I haven’t read this book for many years, because I didn’t like it.  I read it after Lord of the Rings, which I loved, and still read often.  I had it in my head that I didn’t like Bilbo, thinking him pompous and silly.  I realise now I have been enormously unfair, and I apologise to you, Mr Baggins, and trust you will find it in your good-hearted nature to forgive me.

The HobbitJ R R Tolkien says this is a children’s book, and so it is. A great deal of it is written in the same style as Lord of the Rings, with sweeping narrative and marvellously evocative description.  Then it suddenly turns into somewhat patronising, to my mind, first person insertions by the narrator, sometimes suggesting what will happen later, and at others telling you, dear reader, what is happening or about to happen, such as “as you will see”.  I think this is what put me off the book so whole-heartedly when I was in my teens.

It is entirely possible that this narrative structure makes it easy to read to children.  I don’t remember being read to, although I’m sure I was.  Professor Tolkien read it to his children (or maybe he told it, then wrote it).  I’d like to know whether it is read aloud by today’s parents (or elder siblings, or anyone else) to young children.

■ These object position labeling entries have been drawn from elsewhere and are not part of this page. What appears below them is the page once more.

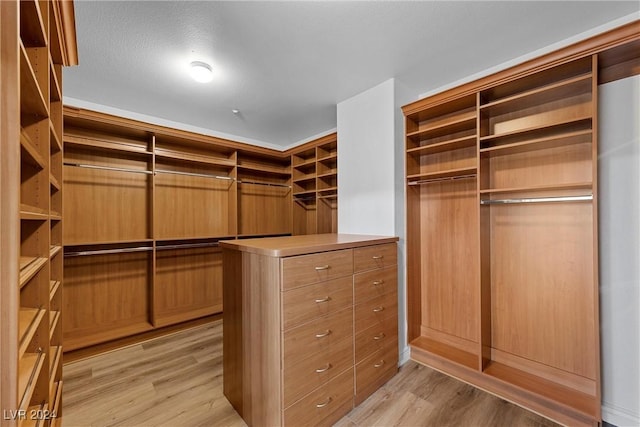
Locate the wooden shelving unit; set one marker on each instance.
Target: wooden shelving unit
(502, 179)
(33, 208)
(315, 186)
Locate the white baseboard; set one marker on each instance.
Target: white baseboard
(618, 416)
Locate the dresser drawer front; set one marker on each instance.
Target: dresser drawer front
(374, 371)
(378, 256)
(318, 335)
(323, 406)
(308, 269)
(375, 311)
(307, 303)
(303, 376)
(375, 283)
(376, 338)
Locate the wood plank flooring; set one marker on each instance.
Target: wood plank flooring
(176, 380)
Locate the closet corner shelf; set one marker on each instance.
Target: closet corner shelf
(577, 124)
(440, 147)
(466, 121)
(549, 93)
(451, 173)
(28, 212)
(30, 152)
(29, 267)
(33, 106)
(32, 32)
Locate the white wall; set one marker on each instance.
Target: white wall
(619, 235)
(371, 174)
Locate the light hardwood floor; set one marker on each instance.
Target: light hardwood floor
(176, 380)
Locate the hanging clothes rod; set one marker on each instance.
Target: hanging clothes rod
(108, 168)
(448, 178)
(537, 200)
(201, 175)
(188, 246)
(108, 251)
(269, 184)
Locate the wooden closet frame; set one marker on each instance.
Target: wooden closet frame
(615, 54)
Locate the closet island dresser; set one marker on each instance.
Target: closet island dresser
(310, 325)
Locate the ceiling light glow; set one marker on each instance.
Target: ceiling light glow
(201, 72)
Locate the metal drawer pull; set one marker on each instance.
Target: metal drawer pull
(325, 403)
(325, 369)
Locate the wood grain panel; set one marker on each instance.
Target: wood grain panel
(378, 256)
(105, 206)
(188, 283)
(105, 297)
(309, 302)
(325, 405)
(307, 269)
(449, 227)
(191, 207)
(539, 281)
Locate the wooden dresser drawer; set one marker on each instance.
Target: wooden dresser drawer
(376, 338)
(303, 376)
(303, 304)
(378, 256)
(307, 269)
(374, 371)
(318, 335)
(375, 311)
(375, 283)
(324, 406)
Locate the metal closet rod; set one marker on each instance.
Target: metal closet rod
(201, 175)
(108, 251)
(108, 168)
(269, 184)
(537, 200)
(448, 178)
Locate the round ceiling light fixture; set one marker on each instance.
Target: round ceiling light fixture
(201, 72)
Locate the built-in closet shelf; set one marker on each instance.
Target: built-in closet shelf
(28, 321)
(446, 352)
(29, 369)
(451, 173)
(92, 143)
(569, 186)
(32, 28)
(195, 158)
(441, 147)
(546, 94)
(544, 143)
(458, 123)
(29, 267)
(33, 213)
(536, 132)
(30, 153)
(33, 106)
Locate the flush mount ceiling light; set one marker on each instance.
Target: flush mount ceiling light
(201, 72)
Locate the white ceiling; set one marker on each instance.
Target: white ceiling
(285, 65)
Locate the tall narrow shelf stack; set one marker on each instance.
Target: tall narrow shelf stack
(44, 41)
(315, 187)
(502, 231)
(146, 206)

Some of the sentences are very long-winded.  My personal view is that it’s a read-to-oneself book, but I’m happy to be told otherwise.

I suppose I really should give it a summary in case you don’t know about it.  Hobbits are small creatures like people with furry feet that live in a sheltered rural area in the middle of Middle-Earth, where they hear tales of, but rarely encounter, the outside world, which is full of wizards, elves, dwarves, goblins, dragons and other races (including Men).  A wizard, Gandalf, recommends that a set of dwarves take Bilbo Baggins, an otherwise unremarkable hobbit save for the possibility of a bit of ‘wildness’ in his ancestry, on their venture to retake the Lonely Mountain, where a dragon is sitting on a pile of what the dwarves consider to be ‘their’ gold.  Lots of mountains, rivers, forests and scary things between hobbitland (the Shire, though I don’t think the author mentions it by name in The Hobbit) and the Lonely Mountain.

Did I enjoy it on this second or possibly third reading?  Yes, more than I expected, but I did find the final part after they establish themselves at the Lonely Mountain to be somewhat dull.  Most of the action does not happen to Bilbo and is done in flashback when we hear what he missed.  It’s like a vast epic has been condensed into a short afterthought since it’s the only place the story can be fitted into the Middle-Earth timeline.  But the few things that Bilbo does at that stage show, as do his earlier adventures, what a warm-hearted, ingenious, morally sound person he is.

I take my hat off to you, Mr Baggins.  But I don’t like the Professor’s style in this book.  I’ll stick to other tales of Middle-Earth.

The Hobbit by J R R Tolkien, read as part of the Classic Children’s Book Reading Challenge (and the Kid Lit Blog Hop).